Primark has been hit particularly badly by lockdowns given the fact it has no online sales. There is a light at the end of the tunnel, though, and ABF said 83% of Primark stores will reopen by 26 April.
European markets opened higher on Thursday, following rallies on Wall Street and in Asia overnight.
Stocks were buoyed by dovish comments from US Federal Reserve chair Jerome Powell on Wednesday, signalling the central bank would continue to support the economy through the recovery phase of the COVID-19 crisis.
"Risk appetite showed signs of returning to global markets over the last 24 hours as Fed Chair Powell stuck to his reassuring tone and continued to signal that the central bank would keep policy accommodative for some time to come," said Jim Reid and his team of strategists at Deutsche Bank.
"The remarks led to a sharp turnaround across a number of different asset classes, with the S&P 500 moving from an intraday low of -0.56% shortly after the open to end the session +1.14% higher, which was the strongest daily performance for the index in over 3 weeks."
After a sell-off on Wednesday, Asian stocks rebounded overnight.
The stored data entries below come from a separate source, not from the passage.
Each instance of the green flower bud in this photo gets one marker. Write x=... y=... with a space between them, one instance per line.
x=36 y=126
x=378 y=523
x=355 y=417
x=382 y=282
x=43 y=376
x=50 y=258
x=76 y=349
Japan's Nikkei (^N225) rose 1.7%, the Hong Kong Hang Seng (^HSI) rose 1.4%, South Korea's KOSPI (^KS11) jumped by 3.5%, and the Shanghai Composite (000001.SS) rallied 0.6%.
Luxury carmaker Aston Martin (AML.L) saw its losses almost quadruple to £466m ($659m) last year as sales sunk.
Aston Martin on Thursday reported a pre-tax loss of £466m for 2020, down from a loss of £119.6.m in 2019. It came as retail sales of its high-end cars fell by 32% and wholesale revenues slumped 42%.
Analysts said the decline was due to the company's actions to reduce the stock of cars held by dealers in showrooms, which slowed sales.
Shares in Aston Martin jumped 10% on the update.
Swedish company Ikea, known for its budget, flat-packed furniture, said total sales in the UK fell by 10.2% to £1.9bn ($2.7bn) for the financial year ending 31 August 2020 as a result of the pandemic, but online sales were a bright spot.
It said that while sales were down because its many of its stores were closed for up to three months of the financial year, online sales surged 31% year-on-year. They now represent 27% of its total UK sales, compared to 10% in the previous year.